Train a model (the [training] stage)¶
Add a [training] section to any config that produces a dataset. The stage
splits the data, re-keys the labels for MACE, and runs mace_run_train for you:
[training]
type = "mace"
name = "my_model"
foundation_model = "medium" # small | medium | large | mace-mp0 | <path.model>
strategy = "multihead" # multihead replay (robust) | naive | scratch
heads = ["energy", "forces", "stress"]
e0s = "foundation"
pt_train_file = "mp" # replay data for multihead fine-tuning
device = "cuda" # "cpu" for tiny demos
pixi run -e mace traincraft run my_run.toml # whole pipeline, incl. training
# or just the training stage on an existing dataset:
pixi run -e mace traincraft stage train my_run.toml
The trained potential lands at runs/<name>/model/<name>.model, alongside a
manifest.json recording exactly how it was trained. See the
Config Schema for every [training] field and
the Training concept page for the defaults' rationale.
Multi-head for IR / Raman
Add dipole (IR) and polarizability (Raman) to heads — provided your
dataset was labelled with those properties.

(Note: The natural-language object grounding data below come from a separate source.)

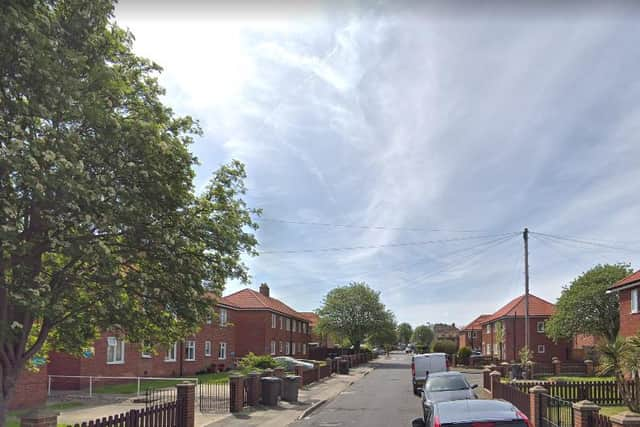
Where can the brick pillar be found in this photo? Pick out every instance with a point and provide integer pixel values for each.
(236, 393)
(486, 383)
(584, 413)
(557, 365)
(626, 419)
(537, 405)
(186, 410)
(495, 382)
(39, 418)
(253, 388)
(300, 372)
(589, 367)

This selects MACE's dielectric
model types automatically.
Use a trained model as the exploration engine¶
Once you have a .model, point the [calculator] at it so the next round of
sampling is driven by your potential instead of the foundation:
[calculator]
type = "mace"
model = "mace-mp0" # (1) provenance label
model_path = "runs/my_run/model/my_model.model" # (2)
device = "cuda" # or "cpu"
default_dtype = "float32"
model— kept as a provenance label whenmodel_pathis set.model_path— absolute or relative path to the.modelfrommace_run_train. When set, it overrides the foundation-model download.
In Python:
import traincraft as tc
from traincraft.config.models import MaceCalc
calc = tc.make_calculator(MaceCalc(
model_path="runs/my_run/model/my_model.model",
device="cuda",
))
Iterative active-learning workflow¶
Iteration 1
traincraft run seed_run.toml ← generate → select → label → dataset → TRAIN
→ runs/seed_run/model/model_v1.model
Iteration 2
set [calculator].model_path = .../model_v1.model ← explore with your model
traincraft run iter2.toml ← MACE-driven explore → select → label → TRAIN
→ model_v2.model
…repeat until validation error converges
Phase 4 automates this loop (committee uncertainty selection + convergence criteria); today you drive the iterations by hand. See the Roadmap.
Under the hood¶
The [training] stage is a thin, reproducible front-end over mace_run_train.
It writes the train/valid splits with explicit reference keys (REF_energy,
REF_forces, REF_stress, REF_dipole, REF_polarizability) and passes them
via --energy_key/--forces_key/…, so labels are read correctly and a frame
missing one property is skipped for that head rather than trained on zeros. The
exact rendered command is saved in manifest.json (and viewable with a
dry_run=True call — see Tutorial 10).
Because the command is injected from TRAINCRAFT_MACE_TRAIN_COMMAND, the same
config trains locally or inside traincraft-mlip.sif on a GPU node with no change
— the HPC executor sets the variable for you (DESIGN §20.3).